Egalité des chances, l'illusion
Le sociologue Franz Schultheis a évoqué le cas d'une grande banque suisse engagée, dans les années 90, dans un important processus de restructuration. Cette dernière avait mis sur pied un séminaire de sélection où serait examinée l'employabilité des salariés afin de décider qui ferait partie de la charrette des licenciements (4400 personnes au total). Tous les collaborateurs étaient supposés bénéficier des mêmes chances. Une illusion entretenue dans une perspective stratégique, a précisé le sociologue. Une centaine d'interviews menées auprès des personnes congédiées et d'autres épargnées ont démontré que les employés provenant de petites succursales tessinoises et romandes étaient le plus souvent disqualifiés contrairement à ceux de Zurich. Même issue fréquente pour les femmes, en particulier avec enfants, les plus de 55 ans, les collaborateurs souffrant d'un handicap physique ou psychique qui n'avaient pourtant jusque-là posé aucun problème... En clair, exit les maillons «faibles». Le conférencier a encore cité le cas d'un concierge congédié par l'entreprise.
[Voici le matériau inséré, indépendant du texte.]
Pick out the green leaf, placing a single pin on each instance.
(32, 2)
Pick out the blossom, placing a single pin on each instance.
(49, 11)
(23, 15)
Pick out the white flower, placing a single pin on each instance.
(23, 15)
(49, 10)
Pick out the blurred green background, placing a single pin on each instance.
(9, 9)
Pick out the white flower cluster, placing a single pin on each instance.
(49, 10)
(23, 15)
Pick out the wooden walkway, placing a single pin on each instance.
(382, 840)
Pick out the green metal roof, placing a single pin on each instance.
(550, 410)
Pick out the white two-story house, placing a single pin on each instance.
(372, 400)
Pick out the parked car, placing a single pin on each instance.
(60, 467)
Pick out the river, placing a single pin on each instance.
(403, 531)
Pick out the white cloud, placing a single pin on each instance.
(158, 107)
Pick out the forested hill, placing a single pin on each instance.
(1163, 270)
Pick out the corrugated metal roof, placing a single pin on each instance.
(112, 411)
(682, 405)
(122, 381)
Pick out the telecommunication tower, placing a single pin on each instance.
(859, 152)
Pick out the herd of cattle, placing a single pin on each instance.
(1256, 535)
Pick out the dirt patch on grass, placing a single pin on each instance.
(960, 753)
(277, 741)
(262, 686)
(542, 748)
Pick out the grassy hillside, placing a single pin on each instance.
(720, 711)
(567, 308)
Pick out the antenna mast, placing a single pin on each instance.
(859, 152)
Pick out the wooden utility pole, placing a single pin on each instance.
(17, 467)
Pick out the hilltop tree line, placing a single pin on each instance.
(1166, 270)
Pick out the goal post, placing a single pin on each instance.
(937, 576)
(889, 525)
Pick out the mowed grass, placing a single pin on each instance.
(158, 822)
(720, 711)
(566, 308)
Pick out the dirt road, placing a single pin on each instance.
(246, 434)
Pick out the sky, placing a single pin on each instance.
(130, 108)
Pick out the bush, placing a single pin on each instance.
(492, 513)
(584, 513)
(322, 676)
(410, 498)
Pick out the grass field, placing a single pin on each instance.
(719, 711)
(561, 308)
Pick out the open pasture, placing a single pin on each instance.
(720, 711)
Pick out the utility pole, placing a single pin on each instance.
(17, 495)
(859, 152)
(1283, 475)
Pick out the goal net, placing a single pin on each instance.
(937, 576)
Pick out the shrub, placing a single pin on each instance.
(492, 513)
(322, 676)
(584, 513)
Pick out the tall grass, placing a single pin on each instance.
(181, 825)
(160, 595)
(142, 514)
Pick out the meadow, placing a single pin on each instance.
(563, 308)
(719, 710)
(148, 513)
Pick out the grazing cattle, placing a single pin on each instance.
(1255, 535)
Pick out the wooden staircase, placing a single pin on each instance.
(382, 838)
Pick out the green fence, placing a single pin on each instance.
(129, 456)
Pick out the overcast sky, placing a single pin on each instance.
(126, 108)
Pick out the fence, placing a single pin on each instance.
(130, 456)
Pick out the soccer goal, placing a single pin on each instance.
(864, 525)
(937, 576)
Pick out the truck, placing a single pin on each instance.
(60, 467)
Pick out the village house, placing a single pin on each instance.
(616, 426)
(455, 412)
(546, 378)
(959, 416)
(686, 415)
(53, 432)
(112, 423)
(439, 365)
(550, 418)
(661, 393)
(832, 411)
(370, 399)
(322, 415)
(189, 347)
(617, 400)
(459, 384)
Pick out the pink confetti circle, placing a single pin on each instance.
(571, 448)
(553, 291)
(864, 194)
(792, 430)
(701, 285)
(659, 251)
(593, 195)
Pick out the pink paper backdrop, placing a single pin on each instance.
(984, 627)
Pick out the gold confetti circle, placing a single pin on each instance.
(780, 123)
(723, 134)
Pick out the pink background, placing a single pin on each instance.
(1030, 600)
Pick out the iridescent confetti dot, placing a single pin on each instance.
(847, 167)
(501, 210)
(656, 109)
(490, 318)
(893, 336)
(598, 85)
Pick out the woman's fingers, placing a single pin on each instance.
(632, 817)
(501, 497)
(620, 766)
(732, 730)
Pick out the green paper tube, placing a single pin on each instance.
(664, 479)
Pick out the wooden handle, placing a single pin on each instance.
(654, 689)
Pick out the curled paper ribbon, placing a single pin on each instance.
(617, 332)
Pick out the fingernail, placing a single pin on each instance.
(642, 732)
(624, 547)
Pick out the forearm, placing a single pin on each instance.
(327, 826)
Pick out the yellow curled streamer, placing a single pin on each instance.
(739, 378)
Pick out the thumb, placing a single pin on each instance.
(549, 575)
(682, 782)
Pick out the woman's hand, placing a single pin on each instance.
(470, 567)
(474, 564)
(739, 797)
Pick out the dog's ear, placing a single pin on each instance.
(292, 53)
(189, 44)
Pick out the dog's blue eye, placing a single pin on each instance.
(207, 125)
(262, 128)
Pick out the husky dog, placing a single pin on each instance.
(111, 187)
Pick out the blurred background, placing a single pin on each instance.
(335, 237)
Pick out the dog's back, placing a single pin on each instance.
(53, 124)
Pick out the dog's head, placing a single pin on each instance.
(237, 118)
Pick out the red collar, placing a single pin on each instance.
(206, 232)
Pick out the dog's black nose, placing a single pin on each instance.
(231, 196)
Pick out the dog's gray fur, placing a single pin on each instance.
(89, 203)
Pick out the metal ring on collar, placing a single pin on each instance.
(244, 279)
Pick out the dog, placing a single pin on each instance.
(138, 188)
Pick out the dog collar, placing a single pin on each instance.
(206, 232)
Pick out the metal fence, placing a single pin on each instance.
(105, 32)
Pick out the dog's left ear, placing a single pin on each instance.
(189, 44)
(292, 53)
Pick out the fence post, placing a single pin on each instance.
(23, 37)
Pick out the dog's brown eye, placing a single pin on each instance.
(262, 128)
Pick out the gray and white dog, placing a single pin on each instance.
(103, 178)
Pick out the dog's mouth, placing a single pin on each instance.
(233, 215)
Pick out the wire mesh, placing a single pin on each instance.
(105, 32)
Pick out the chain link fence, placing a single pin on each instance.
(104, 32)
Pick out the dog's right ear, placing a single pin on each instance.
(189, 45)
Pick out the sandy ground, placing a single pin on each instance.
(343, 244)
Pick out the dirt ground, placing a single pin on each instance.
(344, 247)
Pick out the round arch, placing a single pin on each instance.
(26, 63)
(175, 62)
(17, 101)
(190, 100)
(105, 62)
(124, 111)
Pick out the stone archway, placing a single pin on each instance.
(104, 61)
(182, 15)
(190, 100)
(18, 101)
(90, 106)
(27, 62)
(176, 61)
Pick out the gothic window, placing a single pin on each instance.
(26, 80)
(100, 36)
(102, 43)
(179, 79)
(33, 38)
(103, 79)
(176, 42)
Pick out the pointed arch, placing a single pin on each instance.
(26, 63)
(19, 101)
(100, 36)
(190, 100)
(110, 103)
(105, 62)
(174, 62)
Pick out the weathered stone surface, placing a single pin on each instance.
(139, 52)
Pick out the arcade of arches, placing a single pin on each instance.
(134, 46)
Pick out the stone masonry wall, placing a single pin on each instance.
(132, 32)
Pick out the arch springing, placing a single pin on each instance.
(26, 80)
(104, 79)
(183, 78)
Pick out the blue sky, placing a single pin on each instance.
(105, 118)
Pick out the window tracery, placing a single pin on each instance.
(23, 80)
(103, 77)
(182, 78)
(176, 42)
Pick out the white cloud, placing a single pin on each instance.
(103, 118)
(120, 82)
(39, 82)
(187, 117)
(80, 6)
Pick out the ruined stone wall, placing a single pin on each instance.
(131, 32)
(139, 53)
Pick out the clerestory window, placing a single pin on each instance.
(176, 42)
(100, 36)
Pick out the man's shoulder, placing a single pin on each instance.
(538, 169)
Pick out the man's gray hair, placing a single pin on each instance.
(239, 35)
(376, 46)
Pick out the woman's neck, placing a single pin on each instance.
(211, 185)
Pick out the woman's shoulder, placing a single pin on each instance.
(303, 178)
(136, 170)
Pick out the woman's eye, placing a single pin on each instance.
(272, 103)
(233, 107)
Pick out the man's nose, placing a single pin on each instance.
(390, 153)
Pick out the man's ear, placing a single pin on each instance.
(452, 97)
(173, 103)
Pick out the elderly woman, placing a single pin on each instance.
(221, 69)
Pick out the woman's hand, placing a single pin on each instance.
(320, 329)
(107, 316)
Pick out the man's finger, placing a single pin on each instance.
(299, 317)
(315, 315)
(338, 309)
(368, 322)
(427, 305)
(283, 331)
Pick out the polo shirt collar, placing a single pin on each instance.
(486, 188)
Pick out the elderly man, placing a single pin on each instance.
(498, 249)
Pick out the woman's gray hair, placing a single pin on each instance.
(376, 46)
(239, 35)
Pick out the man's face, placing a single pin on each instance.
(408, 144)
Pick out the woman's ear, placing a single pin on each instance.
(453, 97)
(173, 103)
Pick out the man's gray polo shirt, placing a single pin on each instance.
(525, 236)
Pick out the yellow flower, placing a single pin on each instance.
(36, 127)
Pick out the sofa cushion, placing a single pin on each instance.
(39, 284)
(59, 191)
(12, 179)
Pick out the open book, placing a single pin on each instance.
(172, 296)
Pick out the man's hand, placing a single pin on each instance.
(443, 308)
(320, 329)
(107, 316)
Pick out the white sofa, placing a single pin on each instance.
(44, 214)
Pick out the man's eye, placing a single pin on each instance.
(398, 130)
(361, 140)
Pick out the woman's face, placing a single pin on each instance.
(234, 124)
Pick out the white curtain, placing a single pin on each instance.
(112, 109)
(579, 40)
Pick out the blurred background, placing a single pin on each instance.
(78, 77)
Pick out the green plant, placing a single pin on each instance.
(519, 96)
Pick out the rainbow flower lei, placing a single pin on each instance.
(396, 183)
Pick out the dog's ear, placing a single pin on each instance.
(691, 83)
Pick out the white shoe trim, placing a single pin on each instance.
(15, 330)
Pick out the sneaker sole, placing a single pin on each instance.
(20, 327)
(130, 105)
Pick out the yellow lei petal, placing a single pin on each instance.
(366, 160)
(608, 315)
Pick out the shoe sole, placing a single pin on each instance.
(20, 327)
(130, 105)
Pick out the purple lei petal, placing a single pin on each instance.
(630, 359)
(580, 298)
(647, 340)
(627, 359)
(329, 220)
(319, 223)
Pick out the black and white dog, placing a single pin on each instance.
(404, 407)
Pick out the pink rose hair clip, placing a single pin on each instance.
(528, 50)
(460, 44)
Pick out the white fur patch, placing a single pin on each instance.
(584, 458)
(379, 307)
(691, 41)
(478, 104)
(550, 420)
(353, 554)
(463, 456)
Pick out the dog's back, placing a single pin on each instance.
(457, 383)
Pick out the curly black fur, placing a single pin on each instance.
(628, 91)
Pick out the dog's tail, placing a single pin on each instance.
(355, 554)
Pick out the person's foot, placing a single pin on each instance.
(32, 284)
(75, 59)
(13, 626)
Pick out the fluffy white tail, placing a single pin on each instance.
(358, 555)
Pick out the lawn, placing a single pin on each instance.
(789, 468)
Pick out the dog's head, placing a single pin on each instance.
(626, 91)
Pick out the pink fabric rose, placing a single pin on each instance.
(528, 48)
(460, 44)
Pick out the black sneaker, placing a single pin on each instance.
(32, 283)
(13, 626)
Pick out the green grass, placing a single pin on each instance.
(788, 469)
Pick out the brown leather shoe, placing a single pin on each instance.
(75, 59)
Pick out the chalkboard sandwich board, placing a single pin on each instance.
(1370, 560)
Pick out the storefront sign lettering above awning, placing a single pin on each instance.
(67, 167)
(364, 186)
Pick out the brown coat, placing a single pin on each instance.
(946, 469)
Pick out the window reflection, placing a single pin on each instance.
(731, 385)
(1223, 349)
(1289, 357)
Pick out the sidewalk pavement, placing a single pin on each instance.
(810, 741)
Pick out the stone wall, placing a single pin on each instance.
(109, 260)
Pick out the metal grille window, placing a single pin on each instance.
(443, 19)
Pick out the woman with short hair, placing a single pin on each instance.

Après huit mois de chômage, ce dernier a été engagé par une agence pour effectuer auprès de son ancien patron le même emploi, mais avec un salaire réduit de 500 francs. Au-delà de la perte financière, c'est la perte d'une forme de famille qui a été fortement ressentie par le travailleur, la disparition d'un sentiment d'appartenance. Le syndrome des survivants s'est pour sa part traduit par une perte d'illusions, de confiance; un exil intérieur, des sentiments désabusés, de l'insécurité, de la désorientation... Le contrat «statut» a été remplacé par le contrat «fonction» a précisé Franz Schultheis. «Les survivants ont dit que la banque n'était plus la même. Ils se sont sentis délivrés d'un sentiment de loyauté.»